Comment by supermatt

4 years ago

It may be interpreting it differently. You arent comparing apples to apples, quite literally.

Why not compare macOS and linux on approved x86 mac hardware. i.e. fusion drive or whatever.

Also, as suggested - try F_BARRIERFSYNC, which flushes anything before the barrier (used for WAL IIRC).

This affects T2 Macs too, which use the same NVMe controller design as M1 Macs.

We've looked at NVMe command traces from running macOS under a transparent hypervisor. We've issued NVMe commands outside of Linux from a bare-metal environment. The 20ms flush penalty is there for Apple's NVMe implementation. It's not some OS thing. And other drives don't have it. And I checked and Apple's NVMe controller is doing 10MB/s of DRAM memory traffic when issued flushes, for some reason (yes, we can get those stats). And we know macOS does not properly flush with just fsync() because it actively loses data on hard shutdowns. We've been fighting this issue for a while now, it's just that it only just hit us yesterday/today that there is no magic in macOS - it just doesn't flush, and doesn't guarantee data persistence, on fsync().

  • Ive just been scanning through linux kernel code (inc ext4). Are you sure that its not issuing a PREFLUSH? What are your barrier options on the mount? I think you will find these are going to be more like F_BARRIERFSYNC.

    I couldnt find much info about it - but the official docs are here: https://kernel.org/doc/html/v5.17-rc3/block/writeback_cache_...

    • Those are Linux concepts. What you're looking for is the actual NVMe commands.
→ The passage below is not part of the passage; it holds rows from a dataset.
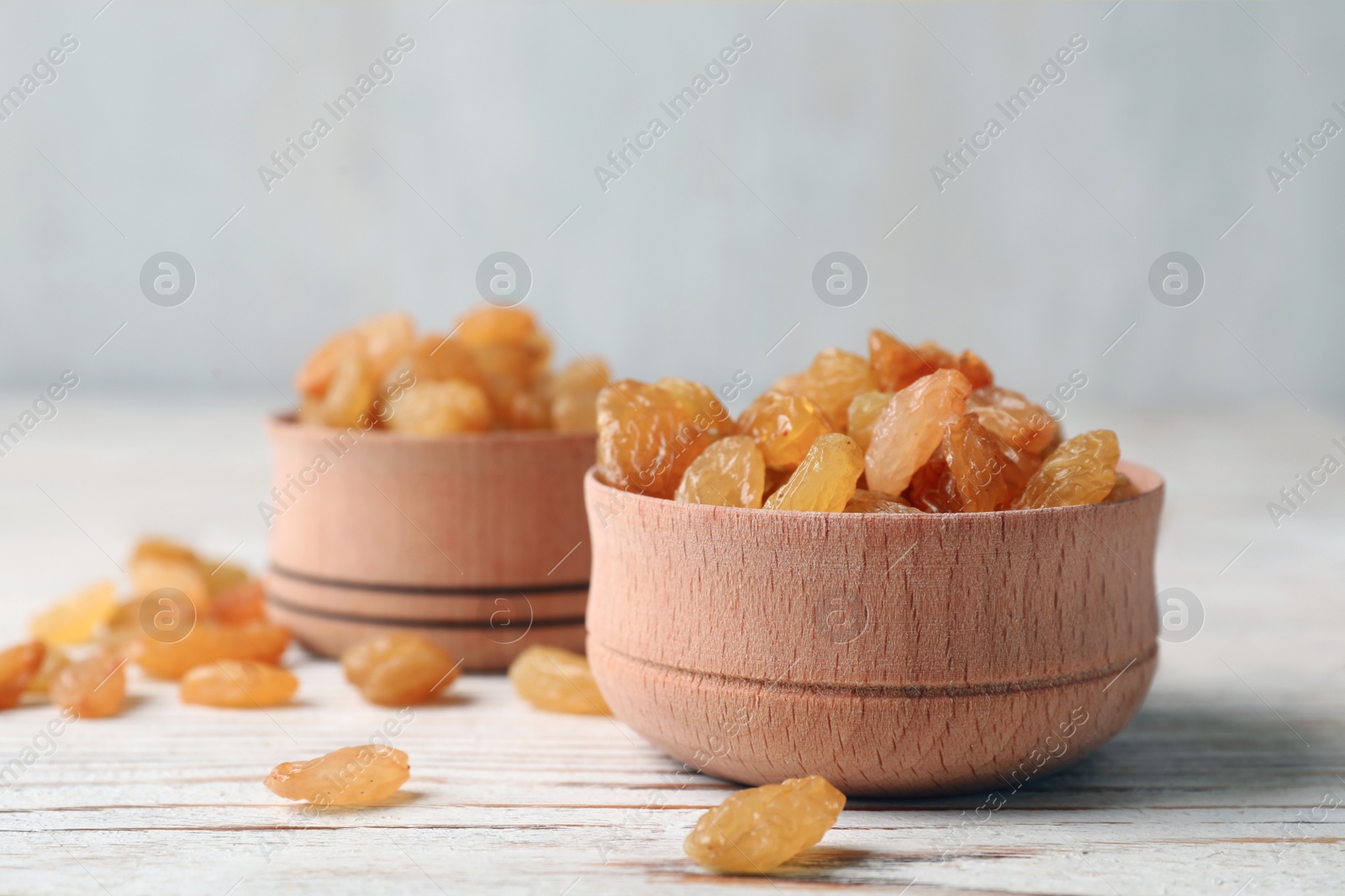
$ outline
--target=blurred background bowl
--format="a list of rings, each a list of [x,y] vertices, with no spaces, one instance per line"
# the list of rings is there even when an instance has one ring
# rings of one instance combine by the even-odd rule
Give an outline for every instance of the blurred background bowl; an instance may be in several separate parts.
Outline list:
[[[413,437],[288,418],[274,453],[268,609],[311,650],[414,630],[465,669],[584,647],[585,433]]]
There's two things: FLUSH (which flushes the whole cache), and a WRITE with the FUA bit set (which basically turns that write into write-through, but does not guarantee anything about other commands). The latter isn't very useful for most cases, since you usually want at least barrier semantics if not a full flush for previously completed writes. And that leaves you with FLUSH. Which is the one that takes 20ms on these drives.

      4 replies →

It seems to be pretty apples to apples, they're running the same benchmark using equivalent data storage APIs on both systems. What are you thinking might be different? The Linux+WD drive isn't making the data durable? Or that OSX does something stupid which could be the cause of the slowdown rather than the drive? Both seem implausible.